Dans le pain rompu, le Seigneur se distribue lui-même. Le geste de rompre
fait aussi mystérieusement allusion à sa mort, à son amour jusqu'à la mort.
Il se distribue lui-même, le vrai "pain pour la vie du monde"
(cf. Jn 6, 51). La nourriture dont l'homme a besoin au plus
profond de lui-même est la communion avec Dieu lui-même. Rendant grâce et
bénissant, Jésus transforme le pain, il ne donne plus du pain terrestre,
mais la communion avec lui-même. Cette transformation, cependant, veut être
le commencement de la transformation du monde. Afin qu'il devienne un monde
de résurrection, un monde de Dieu. Oui, il s'agit d'une transformation. De
l'homme nouveau et du monde nouveau qui prennent leur commencement dans le
pain consacré, transformé, transsubstantié.
Nous avons dit que le fait de rompre le pain est un geste de communion,
d'union par le fait de partager. Ainsi, dans le geste même est déjà indiquée
la nature profonde de l'Eucharistie: elle est agape, elle est amour rendu
corporel. Dans le mot "agape" les significations d'Eucharistie et
d'amour s'interpénètrent. Dans le geste de Jésus qui rompt le pain, l'amour
auquel nous participons a atteint sa radicalité extrême: Jésus se laisse
rompre comme pain vivant. Dans le pain distribué nous reconnaissons le
mystère du grain de blé, qui meurt et qui ainsi porte du fruit. Nous
reconnaissons la nouvelle multiplication des pains, qui vient de la mort du
grain de blé et qui continuera jusqu'à la fin du monde.
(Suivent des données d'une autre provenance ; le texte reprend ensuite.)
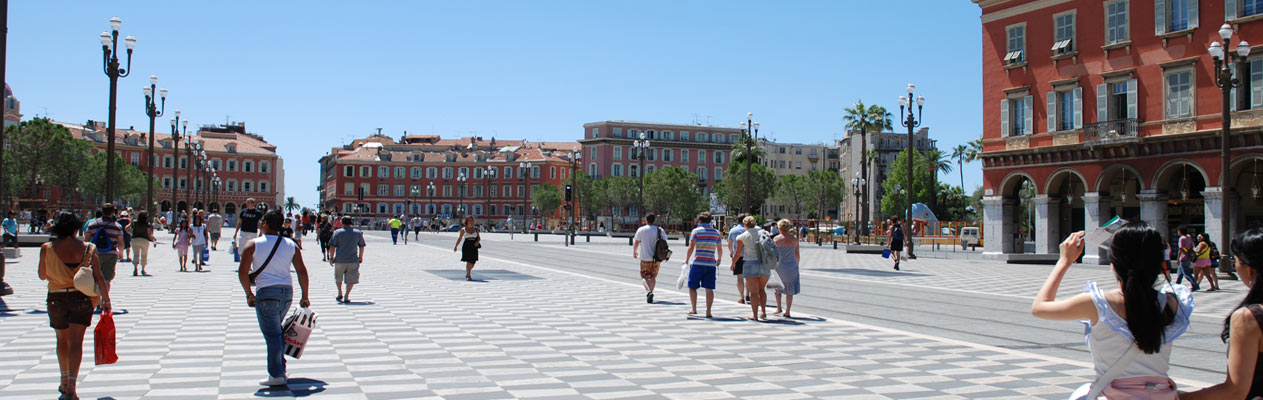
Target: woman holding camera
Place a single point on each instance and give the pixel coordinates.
(1131, 328)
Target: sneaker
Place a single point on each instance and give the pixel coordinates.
(273, 381)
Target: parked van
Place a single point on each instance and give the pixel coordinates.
(970, 236)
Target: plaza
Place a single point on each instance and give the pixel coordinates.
(551, 322)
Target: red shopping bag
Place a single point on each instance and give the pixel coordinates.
(104, 338)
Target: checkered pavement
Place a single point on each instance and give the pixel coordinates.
(522, 331)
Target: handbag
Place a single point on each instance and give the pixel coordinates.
(265, 261)
(85, 279)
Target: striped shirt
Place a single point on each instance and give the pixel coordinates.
(706, 241)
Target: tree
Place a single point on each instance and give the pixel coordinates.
(547, 198)
(673, 192)
(894, 203)
(864, 120)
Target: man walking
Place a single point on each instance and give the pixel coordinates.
(107, 241)
(346, 254)
(214, 226)
(707, 246)
(642, 249)
(248, 223)
(738, 229)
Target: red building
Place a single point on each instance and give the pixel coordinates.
(1108, 109)
(378, 177)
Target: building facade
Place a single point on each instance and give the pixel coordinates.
(378, 177)
(1107, 109)
(248, 165)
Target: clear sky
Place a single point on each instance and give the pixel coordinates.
(315, 75)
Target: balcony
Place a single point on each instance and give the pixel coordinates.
(1113, 131)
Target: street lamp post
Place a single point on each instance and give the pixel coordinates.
(911, 123)
(110, 56)
(153, 111)
(1225, 81)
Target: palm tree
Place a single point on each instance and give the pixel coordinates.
(291, 205)
(865, 119)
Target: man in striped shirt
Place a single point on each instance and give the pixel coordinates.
(706, 249)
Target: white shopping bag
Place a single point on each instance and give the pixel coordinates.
(297, 329)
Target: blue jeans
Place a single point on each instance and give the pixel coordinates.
(270, 304)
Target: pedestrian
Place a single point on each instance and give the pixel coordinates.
(1203, 266)
(643, 247)
(346, 252)
(70, 311)
(107, 241)
(753, 270)
(1134, 321)
(738, 263)
(706, 250)
(248, 223)
(142, 235)
(214, 227)
(1243, 328)
(394, 230)
(183, 239)
(469, 241)
(1185, 258)
(198, 239)
(265, 263)
(788, 266)
(894, 242)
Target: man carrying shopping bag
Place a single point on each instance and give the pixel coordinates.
(265, 265)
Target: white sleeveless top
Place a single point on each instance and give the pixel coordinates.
(278, 270)
(1110, 338)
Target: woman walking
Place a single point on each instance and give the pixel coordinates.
(142, 235)
(183, 237)
(752, 268)
(1203, 266)
(469, 241)
(787, 245)
(70, 312)
(1131, 328)
(198, 234)
(1243, 328)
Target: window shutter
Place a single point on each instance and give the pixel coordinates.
(1029, 115)
(1079, 107)
(1052, 111)
(1192, 14)
(1131, 100)
(1160, 17)
(1004, 117)
(1101, 105)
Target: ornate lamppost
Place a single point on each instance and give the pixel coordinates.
(110, 54)
(911, 123)
(153, 111)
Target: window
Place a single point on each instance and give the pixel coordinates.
(1065, 109)
(1179, 92)
(1173, 15)
(1016, 116)
(1064, 38)
(1017, 44)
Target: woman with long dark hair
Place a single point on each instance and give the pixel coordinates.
(1243, 328)
(1137, 316)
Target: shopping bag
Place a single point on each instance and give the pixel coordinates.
(104, 340)
(297, 329)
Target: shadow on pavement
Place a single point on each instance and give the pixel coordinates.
(868, 273)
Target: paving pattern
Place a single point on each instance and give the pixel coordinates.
(417, 329)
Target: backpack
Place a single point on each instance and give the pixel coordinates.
(101, 240)
(768, 254)
(661, 252)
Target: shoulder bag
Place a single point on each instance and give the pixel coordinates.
(265, 261)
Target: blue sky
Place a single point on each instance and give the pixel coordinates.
(313, 75)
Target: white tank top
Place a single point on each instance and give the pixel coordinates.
(278, 270)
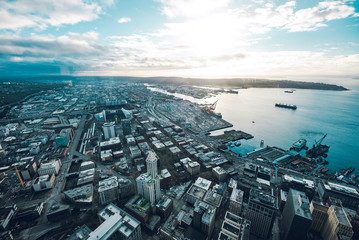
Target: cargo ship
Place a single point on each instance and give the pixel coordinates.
(294, 107)
(299, 145)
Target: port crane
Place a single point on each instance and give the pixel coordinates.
(209, 106)
(318, 150)
(320, 141)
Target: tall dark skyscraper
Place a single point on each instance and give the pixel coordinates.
(296, 219)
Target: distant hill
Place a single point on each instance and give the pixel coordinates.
(223, 83)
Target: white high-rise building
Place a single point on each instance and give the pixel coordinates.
(148, 184)
(151, 162)
(109, 130)
(149, 187)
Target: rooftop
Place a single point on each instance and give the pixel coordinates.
(83, 193)
(237, 195)
(138, 205)
(263, 198)
(203, 183)
(306, 182)
(111, 141)
(340, 188)
(152, 156)
(108, 184)
(197, 191)
(115, 219)
(300, 203)
(340, 213)
(219, 170)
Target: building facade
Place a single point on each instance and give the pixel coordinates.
(337, 225)
(296, 217)
(109, 130)
(236, 201)
(108, 190)
(261, 211)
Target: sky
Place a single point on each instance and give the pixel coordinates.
(184, 38)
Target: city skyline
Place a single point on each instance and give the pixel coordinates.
(216, 39)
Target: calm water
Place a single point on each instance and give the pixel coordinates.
(319, 112)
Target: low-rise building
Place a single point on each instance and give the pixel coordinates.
(80, 195)
(108, 190)
(236, 201)
(204, 217)
(164, 207)
(116, 224)
(87, 165)
(106, 155)
(48, 168)
(348, 195)
(44, 182)
(219, 173)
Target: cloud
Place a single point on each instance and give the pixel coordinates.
(124, 20)
(40, 48)
(192, 8)
(40, 14)
(310, 19)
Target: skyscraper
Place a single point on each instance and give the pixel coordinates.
(337, 225)
(148, 184)
(149, 187)
(151, 162)
(296, 219)
(126, 126)
(261, 211)
(108, 130)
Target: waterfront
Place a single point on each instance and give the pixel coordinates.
(319, 112)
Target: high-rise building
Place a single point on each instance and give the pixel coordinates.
(296, 218)
(261, 211)
(319, 216)
(126, 126)
(109, 130)
(151, 162)
(337, 225)
(234, 227)
(149, 187)
(204, 217)
(236, 201)
(349, 196)
(108, 190)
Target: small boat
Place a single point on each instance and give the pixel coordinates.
(294, 107)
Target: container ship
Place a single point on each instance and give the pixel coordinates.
(299, 145)
(294, 107)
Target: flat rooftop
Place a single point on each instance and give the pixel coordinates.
(197, 191)
(340, 188)
(115, 219)
(340, 213)
(108, 184)
(203, 183)
(263, 198)
(237, 195)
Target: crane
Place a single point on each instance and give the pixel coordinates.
(17, 173)
(209, 106)
(320, 141)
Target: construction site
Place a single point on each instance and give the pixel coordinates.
(194, 117)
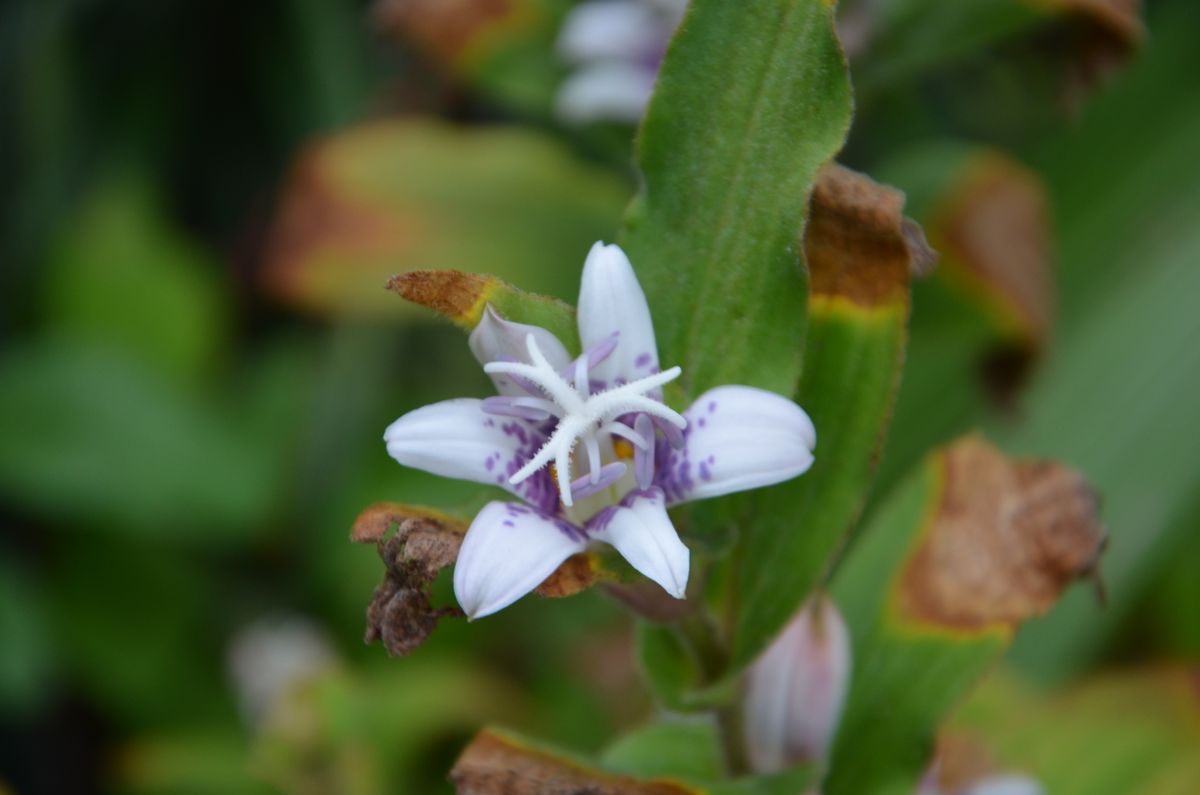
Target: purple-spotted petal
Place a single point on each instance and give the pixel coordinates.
(643, 535)
(507, 553)
(499, 340)
(737, 438)
(796, 689)
(457, 438)
(612, 300)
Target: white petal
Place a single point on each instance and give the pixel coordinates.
(643, 535)
(1006, 784)
(507, 553)
(605, 91)
(498, 340)
(797, 688)
(456, 438)
(611, 30)
(612, 300)
(737, 438)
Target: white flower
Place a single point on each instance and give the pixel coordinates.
(990, 784)
(797, 689)
(598, 414)
(273, 656)
(616, 47)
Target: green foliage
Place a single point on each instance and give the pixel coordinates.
(178, 458)
(729, 151)
(851, 372)
(419, 193)
(906, 679)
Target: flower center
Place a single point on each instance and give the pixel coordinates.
(582, 416)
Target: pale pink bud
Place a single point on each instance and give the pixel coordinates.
(797, 688)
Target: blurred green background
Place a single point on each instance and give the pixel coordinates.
(202, 202)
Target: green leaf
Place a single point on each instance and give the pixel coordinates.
(982, 321)
(671, 669)
(1125, 357)
(120, 275)
(1126, 731)
(961, 554)
(751, 100)
(94, 438)
(859, 257)
(912, 36)
(417, 193)
(675, 748)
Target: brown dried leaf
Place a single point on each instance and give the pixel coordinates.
(497, 765)
(1003, 542)
(317, 211)
(425, 542)
(448, 30)
(995, 231)
(457, 296)
(1101, 35)
(994, 227)
(858, 243)
(400, 614)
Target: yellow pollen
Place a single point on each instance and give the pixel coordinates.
(623, 448)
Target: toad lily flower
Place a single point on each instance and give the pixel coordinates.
(797, 688)
(615, 47)
(556, 416)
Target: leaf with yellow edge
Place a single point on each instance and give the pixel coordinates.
(861, 250)
(959, 556)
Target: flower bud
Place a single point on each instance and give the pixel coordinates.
(797, 689)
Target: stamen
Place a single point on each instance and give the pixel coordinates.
(581, 377)
(582, 414)
(643, 456)
(593, 448)
(609, 474)
(618, 428)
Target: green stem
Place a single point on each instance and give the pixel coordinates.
(700, 635)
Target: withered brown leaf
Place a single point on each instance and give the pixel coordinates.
(401, 614)
(1003, 541)
(858, 244)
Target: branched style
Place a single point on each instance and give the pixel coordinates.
(594, 413)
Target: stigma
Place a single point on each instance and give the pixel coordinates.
(582, 416)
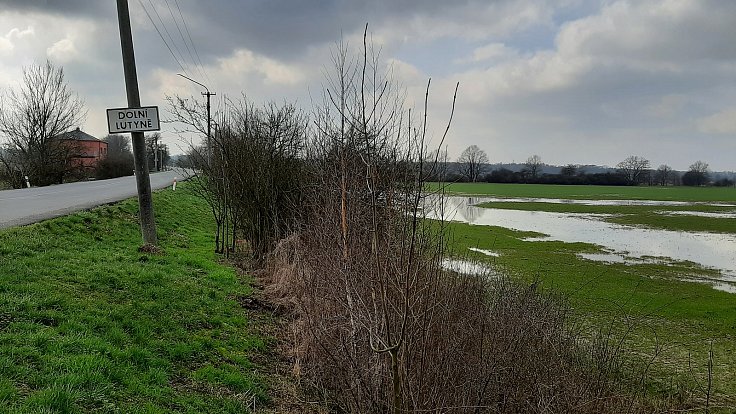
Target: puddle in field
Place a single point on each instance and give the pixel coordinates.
(712, 214)
(597, 202)
(485, 252)
(710, 250)
(466, 267)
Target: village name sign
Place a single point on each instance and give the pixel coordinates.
(133, 119)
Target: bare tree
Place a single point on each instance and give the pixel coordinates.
(569, 170)
(697, 175)
(700, 167)
(31, 119)
(534, 165)
(472, 162)
(663, 175)
(634, 168)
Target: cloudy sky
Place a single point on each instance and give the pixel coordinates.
(574, 81)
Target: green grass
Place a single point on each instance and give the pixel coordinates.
(644, 216)
(89, 324)
(682, 317)
(591, 192)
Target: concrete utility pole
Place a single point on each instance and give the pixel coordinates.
(208, 94)
(143, 182)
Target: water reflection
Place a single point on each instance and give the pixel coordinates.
(600, 202)
(467, 267)
(711, 214)
(485, 252)
(715, 251)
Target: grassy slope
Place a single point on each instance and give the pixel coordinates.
(89, 324)
(684, 317)
(591, 192)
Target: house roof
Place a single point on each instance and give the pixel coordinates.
(77, 135)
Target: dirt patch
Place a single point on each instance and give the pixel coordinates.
(289, 391)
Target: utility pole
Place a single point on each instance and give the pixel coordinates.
(142, 179)
(208, 94)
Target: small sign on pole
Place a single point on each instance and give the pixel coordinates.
(133, 119)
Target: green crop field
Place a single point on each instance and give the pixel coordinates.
(590, 192)
(89, 324)
(669, 321)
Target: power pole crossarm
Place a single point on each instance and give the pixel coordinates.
(208, 94)
(143, 181)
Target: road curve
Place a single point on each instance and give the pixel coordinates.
(30, 205)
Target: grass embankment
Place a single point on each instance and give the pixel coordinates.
(87, 323)
(681, 318)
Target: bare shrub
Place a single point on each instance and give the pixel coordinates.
(249, 171)
(378, 322)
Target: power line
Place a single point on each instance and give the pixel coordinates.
(186, 28)
(169, 34)
(178, 28)
(161, 36)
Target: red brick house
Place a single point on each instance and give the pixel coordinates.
(89, 151)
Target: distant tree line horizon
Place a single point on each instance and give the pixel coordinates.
(473, 166)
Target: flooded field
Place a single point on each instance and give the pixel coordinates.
(621, 243)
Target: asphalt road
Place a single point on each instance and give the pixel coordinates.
(30, 205)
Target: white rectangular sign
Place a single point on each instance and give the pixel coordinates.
(133, 119)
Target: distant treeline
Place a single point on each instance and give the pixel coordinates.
(572, 176)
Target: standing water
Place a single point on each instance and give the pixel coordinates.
(710, 250)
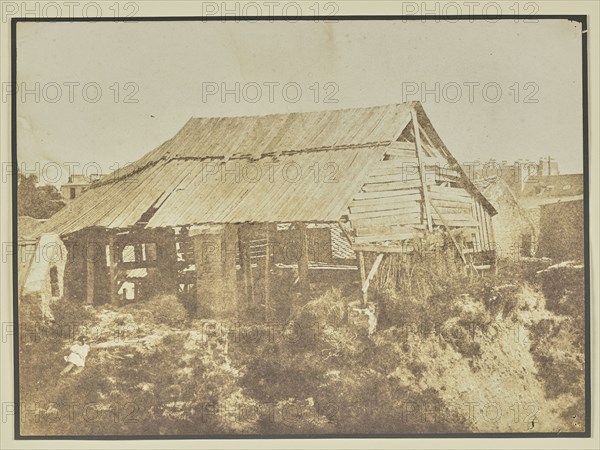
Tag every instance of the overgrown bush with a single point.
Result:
(166, 309)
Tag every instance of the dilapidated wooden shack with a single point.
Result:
(212, 212)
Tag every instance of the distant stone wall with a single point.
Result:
(562, 231)
(514, 233)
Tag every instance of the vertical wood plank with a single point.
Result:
(303, 261)
(372, 273)
(363, 275)
(90, 281)
(112, 272)
(419, 147)
(267, 274)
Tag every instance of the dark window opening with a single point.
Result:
(54, 288)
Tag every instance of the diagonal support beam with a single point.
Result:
(372, 273)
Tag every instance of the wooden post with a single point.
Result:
(419, 147)
(245, 263)
(363, 275)
(372, 273)
(267, 281)
(112, 271)
(303, 260)
(90, 256)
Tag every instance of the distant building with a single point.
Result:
(515, 230)
(529, 197)
(562, 239)
(547, 166)
(552, 188)
(76, 185)
(515, 174)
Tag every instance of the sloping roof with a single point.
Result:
(255, 136)
(279, 168)
(298, 153)
(494, 188)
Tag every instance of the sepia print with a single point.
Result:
(301, 228)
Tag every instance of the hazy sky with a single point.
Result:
(170, 68)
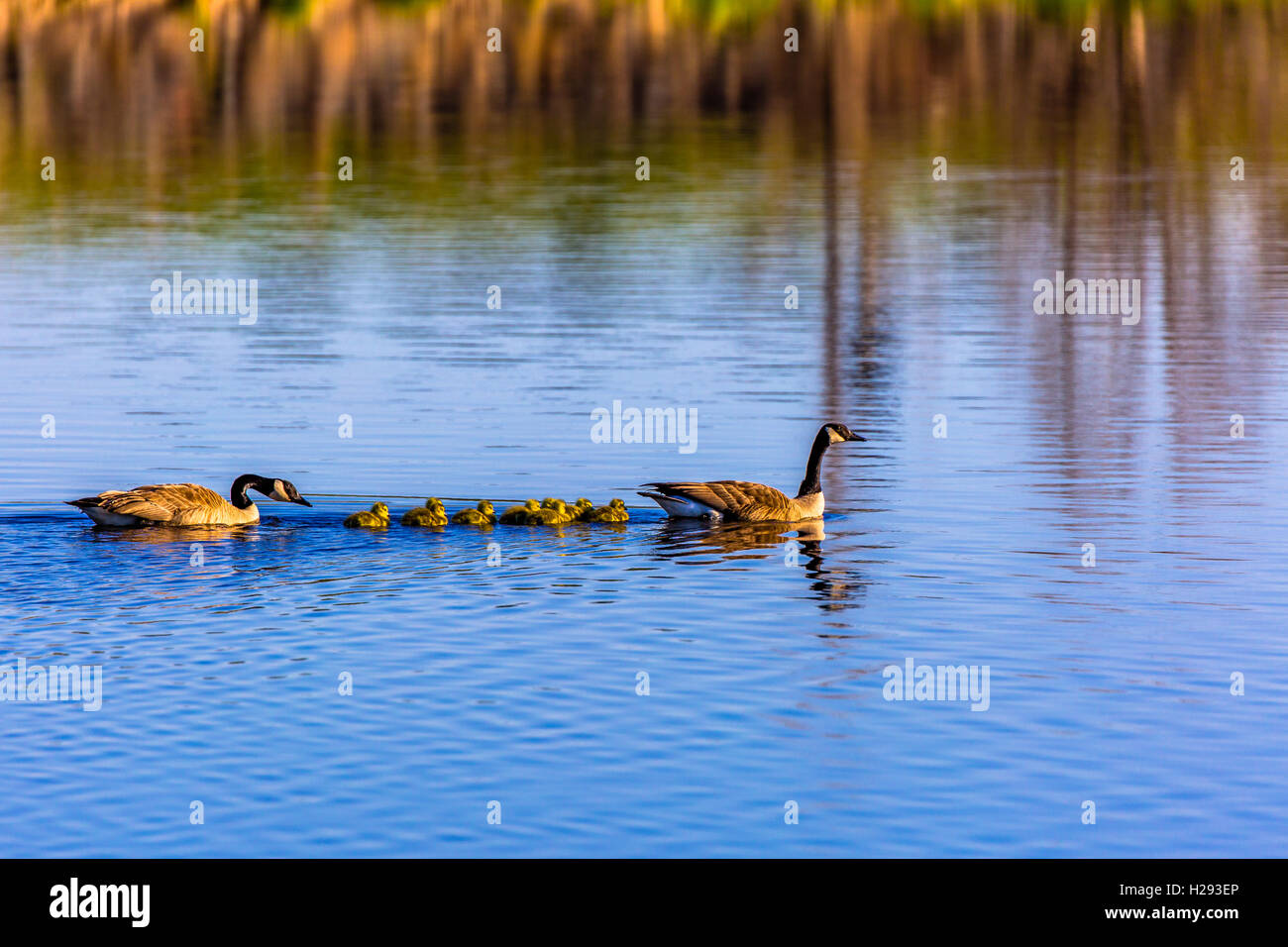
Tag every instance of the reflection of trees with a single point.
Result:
(351, 72)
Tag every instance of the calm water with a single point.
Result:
(516, 681)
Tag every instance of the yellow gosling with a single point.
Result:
(613, 513)
(430, 514)
(376, 518)
(554, 514)
(518, 515)
(482, 515)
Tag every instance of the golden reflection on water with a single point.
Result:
(992, 78)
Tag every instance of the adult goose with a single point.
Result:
(738, 500)
(184, 504)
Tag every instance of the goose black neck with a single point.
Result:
(239, 491)
(811, 483)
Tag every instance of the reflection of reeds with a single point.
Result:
(103, 76)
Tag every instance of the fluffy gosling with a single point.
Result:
(613, 513)
(481, 515)
(553, 514)
(430, 514)
(375, 518)
(518, 515)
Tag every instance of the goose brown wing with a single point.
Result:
(161, 502)
(733, 499)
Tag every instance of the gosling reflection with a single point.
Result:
(799, 544)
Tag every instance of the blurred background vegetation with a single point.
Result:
(1004, 80)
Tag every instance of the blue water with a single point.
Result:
(515, 681)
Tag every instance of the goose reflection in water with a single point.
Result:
(694, 540)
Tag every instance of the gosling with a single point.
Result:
(518, 515)
(553, 513)
(482, 515)
(613, 513)
(376, 518)
(430, 514)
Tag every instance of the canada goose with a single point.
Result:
(613, 513)
(518, 515)
(375, 518)
(184, 504)
(481, 515)
(430, 514)
(752, 501)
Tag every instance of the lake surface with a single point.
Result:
(510, 673)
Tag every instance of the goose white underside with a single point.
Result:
(108, 518)
(683, 508)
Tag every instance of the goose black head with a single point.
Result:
(837, 432)
(282, 491)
En même temps nous
voyons que l'Eucharistie ne peut jamais être seulement une action
liturgique. Elle est complète seulement si l'agape liturgique devient amour
dans le quotidien. Dans le culte chrétien les deux choses deviennent une -
le fait d'être comblés par le Seigneur dans l'acte cultuel et le culte de
l'amour à l'égard du prochain. Demandons en ce moment au Seigneur la grâce
d'apprendre à vivre toujours mieux le mystère de l'Eucharistie si bien que
de cette façon la transformation du monde trouve son commencement.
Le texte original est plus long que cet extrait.